When it comes to unemployment rates, the statistics do support the cultural push for a four-year degree. According to the Bureau of Labor Statistics Employment Situation, the unemployment rate for people 25 years and older in August was 12 percent for those with less than a high school diploma, 8.8 percent for high school graduates, 6.6 percent for people with some college or an associate degree and 4.1 percent for those with a bachelor’s degree or higher.
Freed said he thinks it’s always good to have a college degree, but recognized that he’s gained valuable skills from his job at JB Manufacturing. He hopes to own a company someday.
“Just because you went to school doesn't mean you know everything. There's school smart and street smart,” he said. “Just talking to adults who are actually professionals at what they do gives me more experience about how to handle situations and communicate with people.”
John Anderson, owner of JB Manufacturing, said he’s looking for skill and good work ethic above all else.
“College education will give you the opportunity to get ahead,” he said. “It doesn’t necessarily give you a job that makes you ahead. You still have to work for it.
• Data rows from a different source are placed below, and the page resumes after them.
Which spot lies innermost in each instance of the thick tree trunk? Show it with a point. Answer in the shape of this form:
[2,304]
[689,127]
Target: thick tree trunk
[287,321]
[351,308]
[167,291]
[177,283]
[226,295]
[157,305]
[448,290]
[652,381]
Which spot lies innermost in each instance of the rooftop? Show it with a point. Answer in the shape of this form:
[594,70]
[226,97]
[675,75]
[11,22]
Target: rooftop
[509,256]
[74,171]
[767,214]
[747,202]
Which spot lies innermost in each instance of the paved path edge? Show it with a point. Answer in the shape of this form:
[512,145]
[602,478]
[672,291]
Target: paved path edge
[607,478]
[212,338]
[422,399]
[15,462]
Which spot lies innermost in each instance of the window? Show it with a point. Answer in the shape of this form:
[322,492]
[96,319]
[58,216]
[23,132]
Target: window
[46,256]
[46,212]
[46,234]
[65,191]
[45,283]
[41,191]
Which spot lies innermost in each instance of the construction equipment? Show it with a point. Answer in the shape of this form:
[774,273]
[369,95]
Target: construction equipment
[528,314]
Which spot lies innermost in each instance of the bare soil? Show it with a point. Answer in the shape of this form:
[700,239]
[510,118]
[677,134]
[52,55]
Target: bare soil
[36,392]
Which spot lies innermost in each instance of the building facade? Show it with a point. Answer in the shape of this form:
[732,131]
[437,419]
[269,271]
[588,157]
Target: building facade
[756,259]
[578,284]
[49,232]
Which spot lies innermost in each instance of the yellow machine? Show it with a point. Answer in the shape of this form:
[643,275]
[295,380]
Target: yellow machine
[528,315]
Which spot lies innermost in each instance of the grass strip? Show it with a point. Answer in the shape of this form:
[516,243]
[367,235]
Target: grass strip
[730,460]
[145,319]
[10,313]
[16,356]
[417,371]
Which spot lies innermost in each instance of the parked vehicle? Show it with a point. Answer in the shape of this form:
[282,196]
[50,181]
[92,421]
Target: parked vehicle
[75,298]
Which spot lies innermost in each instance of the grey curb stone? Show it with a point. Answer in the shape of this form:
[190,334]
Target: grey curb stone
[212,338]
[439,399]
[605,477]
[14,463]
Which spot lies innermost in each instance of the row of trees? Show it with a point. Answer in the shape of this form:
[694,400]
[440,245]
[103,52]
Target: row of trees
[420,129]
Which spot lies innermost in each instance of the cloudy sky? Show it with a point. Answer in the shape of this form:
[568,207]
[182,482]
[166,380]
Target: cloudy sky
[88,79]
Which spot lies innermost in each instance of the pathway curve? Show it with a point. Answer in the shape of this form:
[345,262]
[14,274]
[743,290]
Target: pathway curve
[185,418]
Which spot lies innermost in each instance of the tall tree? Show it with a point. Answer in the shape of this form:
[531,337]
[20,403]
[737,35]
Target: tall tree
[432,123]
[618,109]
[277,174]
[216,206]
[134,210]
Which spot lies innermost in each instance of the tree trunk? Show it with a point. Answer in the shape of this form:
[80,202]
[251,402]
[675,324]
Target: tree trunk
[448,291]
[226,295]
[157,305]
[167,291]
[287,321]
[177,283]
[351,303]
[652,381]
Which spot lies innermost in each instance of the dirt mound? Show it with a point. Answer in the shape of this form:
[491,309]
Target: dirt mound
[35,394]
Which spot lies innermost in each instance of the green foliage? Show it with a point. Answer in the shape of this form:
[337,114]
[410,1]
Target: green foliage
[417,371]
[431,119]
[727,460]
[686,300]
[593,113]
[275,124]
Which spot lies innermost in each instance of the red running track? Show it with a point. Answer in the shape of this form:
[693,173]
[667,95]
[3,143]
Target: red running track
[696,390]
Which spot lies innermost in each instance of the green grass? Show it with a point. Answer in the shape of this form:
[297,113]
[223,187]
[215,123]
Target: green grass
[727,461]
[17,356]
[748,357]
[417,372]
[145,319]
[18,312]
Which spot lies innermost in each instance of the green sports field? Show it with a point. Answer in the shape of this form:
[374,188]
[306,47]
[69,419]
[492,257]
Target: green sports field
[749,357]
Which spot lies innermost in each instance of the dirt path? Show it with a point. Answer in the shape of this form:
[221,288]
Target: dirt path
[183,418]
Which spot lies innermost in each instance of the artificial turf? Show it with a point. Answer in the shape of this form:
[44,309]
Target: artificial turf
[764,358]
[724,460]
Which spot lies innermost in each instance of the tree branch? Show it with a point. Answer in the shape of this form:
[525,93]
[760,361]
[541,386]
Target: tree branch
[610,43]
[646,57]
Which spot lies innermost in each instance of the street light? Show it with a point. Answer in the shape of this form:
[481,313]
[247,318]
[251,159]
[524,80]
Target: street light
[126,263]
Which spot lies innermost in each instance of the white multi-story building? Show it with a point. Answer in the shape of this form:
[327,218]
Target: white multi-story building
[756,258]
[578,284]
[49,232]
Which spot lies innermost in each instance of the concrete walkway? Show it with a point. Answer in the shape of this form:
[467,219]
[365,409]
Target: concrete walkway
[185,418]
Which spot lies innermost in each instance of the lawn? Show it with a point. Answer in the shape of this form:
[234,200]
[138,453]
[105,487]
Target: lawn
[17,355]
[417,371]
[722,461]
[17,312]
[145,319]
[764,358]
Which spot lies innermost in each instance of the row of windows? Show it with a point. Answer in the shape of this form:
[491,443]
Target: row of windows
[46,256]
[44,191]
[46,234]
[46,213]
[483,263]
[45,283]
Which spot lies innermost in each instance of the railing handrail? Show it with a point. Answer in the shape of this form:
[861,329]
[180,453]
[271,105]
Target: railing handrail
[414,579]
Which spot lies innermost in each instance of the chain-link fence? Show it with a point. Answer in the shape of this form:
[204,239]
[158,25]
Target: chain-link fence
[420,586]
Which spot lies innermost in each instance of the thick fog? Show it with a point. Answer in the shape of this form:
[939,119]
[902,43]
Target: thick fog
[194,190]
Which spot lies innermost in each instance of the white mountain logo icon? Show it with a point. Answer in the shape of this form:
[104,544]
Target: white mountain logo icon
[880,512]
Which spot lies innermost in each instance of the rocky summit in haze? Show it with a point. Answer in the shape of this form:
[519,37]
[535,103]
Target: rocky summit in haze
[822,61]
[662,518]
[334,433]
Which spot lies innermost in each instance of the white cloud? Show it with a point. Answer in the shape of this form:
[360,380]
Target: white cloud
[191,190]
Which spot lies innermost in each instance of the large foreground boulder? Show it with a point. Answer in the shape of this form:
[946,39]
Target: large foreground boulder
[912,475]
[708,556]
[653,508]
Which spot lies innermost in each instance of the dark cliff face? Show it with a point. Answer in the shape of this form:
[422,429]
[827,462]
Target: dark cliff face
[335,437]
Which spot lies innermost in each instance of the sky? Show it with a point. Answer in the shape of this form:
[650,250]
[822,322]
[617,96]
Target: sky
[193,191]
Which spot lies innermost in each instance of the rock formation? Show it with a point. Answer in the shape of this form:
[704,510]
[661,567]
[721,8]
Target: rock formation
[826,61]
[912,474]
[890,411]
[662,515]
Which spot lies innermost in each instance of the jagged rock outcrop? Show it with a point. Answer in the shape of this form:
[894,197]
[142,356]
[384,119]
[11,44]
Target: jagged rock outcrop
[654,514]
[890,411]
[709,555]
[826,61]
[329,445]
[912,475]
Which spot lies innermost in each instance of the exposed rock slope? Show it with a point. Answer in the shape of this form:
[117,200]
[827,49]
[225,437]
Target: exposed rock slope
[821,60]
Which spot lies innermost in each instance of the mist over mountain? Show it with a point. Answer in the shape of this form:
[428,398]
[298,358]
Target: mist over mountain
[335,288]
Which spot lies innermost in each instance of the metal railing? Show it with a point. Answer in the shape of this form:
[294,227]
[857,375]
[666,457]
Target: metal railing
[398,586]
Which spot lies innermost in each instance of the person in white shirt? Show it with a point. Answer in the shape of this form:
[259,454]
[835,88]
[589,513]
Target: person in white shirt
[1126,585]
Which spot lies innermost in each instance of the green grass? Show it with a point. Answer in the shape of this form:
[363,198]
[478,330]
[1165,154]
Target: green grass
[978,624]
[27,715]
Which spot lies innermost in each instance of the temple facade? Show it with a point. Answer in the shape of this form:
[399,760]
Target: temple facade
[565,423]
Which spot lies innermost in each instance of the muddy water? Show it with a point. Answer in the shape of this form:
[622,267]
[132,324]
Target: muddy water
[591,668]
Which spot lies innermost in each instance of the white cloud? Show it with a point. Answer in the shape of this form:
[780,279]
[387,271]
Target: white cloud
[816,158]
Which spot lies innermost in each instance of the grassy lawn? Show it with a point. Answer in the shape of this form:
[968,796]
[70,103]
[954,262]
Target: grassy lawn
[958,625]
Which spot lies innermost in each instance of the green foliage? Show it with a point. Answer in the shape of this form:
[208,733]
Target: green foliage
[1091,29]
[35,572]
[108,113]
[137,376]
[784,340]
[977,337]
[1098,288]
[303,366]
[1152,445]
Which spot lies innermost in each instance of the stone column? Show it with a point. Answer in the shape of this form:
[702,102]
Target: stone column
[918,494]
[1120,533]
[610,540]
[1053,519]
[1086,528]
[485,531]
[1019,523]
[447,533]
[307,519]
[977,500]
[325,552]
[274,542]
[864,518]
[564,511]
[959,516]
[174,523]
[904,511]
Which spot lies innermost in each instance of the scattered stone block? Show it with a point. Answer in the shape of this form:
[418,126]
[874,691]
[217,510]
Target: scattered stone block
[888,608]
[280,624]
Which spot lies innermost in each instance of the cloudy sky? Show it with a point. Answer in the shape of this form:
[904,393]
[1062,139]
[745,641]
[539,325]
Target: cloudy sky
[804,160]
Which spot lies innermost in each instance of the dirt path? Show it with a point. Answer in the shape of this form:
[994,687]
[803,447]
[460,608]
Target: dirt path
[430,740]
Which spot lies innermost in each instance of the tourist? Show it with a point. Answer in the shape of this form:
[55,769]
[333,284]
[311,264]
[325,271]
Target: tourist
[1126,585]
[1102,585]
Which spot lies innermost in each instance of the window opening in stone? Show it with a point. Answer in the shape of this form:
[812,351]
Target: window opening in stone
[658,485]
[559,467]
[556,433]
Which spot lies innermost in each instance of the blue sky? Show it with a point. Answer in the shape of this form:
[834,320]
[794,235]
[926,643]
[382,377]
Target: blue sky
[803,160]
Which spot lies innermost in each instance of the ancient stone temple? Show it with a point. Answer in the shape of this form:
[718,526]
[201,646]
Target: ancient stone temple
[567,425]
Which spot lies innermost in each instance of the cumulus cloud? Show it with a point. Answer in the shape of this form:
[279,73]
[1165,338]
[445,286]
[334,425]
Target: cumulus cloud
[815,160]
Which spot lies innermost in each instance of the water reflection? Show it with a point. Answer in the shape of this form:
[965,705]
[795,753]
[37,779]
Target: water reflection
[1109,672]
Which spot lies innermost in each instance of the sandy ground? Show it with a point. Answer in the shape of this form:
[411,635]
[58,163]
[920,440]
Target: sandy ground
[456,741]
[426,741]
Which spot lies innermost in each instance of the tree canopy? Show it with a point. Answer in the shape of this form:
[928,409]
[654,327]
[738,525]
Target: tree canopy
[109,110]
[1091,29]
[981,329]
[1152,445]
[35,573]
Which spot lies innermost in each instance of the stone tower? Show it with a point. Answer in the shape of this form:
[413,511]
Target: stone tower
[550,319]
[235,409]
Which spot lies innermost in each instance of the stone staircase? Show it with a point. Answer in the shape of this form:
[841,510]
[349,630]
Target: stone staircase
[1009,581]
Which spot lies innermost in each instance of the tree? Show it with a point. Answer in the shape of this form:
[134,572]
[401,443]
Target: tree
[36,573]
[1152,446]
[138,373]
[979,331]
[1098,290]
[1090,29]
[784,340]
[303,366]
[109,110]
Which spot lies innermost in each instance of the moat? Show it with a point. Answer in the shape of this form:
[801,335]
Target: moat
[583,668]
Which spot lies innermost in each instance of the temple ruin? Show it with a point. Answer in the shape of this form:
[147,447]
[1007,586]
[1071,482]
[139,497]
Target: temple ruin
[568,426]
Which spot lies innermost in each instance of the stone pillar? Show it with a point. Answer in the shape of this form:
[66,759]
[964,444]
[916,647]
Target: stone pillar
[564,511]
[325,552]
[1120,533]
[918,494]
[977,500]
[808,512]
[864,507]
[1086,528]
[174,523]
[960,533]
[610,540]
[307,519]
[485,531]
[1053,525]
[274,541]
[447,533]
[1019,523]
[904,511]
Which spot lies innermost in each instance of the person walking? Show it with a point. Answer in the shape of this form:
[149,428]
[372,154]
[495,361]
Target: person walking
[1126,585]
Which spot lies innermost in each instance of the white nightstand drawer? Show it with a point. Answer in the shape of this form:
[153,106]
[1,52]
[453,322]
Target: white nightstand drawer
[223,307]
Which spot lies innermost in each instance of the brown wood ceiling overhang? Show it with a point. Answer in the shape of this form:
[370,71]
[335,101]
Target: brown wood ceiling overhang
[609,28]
But if they went to college for four years, put in their time, paid their money, you know they’re going to be a good worker because they want to get ahead.”
A major issue manufacturing companies face is that applicants are lacking the soft skills necessary for any job. They have poor work ethic, show up late, are addicted to drugs or don’t have basic math and writing skills.
“Most people who come in here applying for a job can’t pass a drug test,” Zeno said. “We get people that can’t even spell the name of the town they live in. It’s appalling.”
Maplewood’s faculty try to instill some of these values in their students, Griffith said, but he recognizes that it’s a major issue.
“You can teach them software programming and everything else, but if they don’t show up to work, it doesn’t really matter,” he said.
With such a high demand in the industry, however, Griffith said workers such as welders, can sometimes get away with poor soft skills by going from job to job. If they’re fired from one company, they know another is looking to hire.
As the demand for manufacturing workers increases, so does the emphasis on work ethic. Manufacturers recognize that it’s rare to find applicants with the exact skills they’re looking for.
“We’re more looking for good workers. We can teach them how to be a good machinist,” Anderson said. “Anytime a good skilled person would walk through the door, I’d hire them. I can always make room for good skill.”
Zeno said he’s willing to train someone if he knows they are a committed worker. If one of his team members wants to complete their college degree, he’s willing to help them do that.
“Today you have to make investments in people,” he said.
And in an industry that is largely based on technology, workers must continually update their skills. Many manufacturing companies have training programs to improve their workers’ abilities.
This is the way the economy is going to stay, said Zeno.
“We are in the new normal right now,” he said. “We’re not going to be going back to how we were 10 or 20 years ago. It’s not going to happen. It’s a hyper-competitive economy and it’s hyper-changeable. Where in the past you could plan, it’s tough to plan now. You can prepare, but it’s tough to plan.”
Stupica is thankful that more people are starting to recognize the high demand for skilled workers and its effect on the economy.
“It's brought to light this disconnect so that people can start working on it,” she said. “Now it's just a matter of ‘Okay, we know we have a problem. We have to figure out how to fix it.’ It's bringing folks together to work together so we are able to have a pipeline so we can align everything as far as what we need, how we need to offer it and what kind of training is going to be basic across the board.”
If we can solve these problems, Reynolds said it could be an opportunity to benefit Ohio.
“People are thinking this is a way that the rust belt could sort of see its economic situation improve,” he said. “The rust belt has been the rust belt for 30 to 40 years as employment has declined. So in some sense, this is a very good trend for the area.”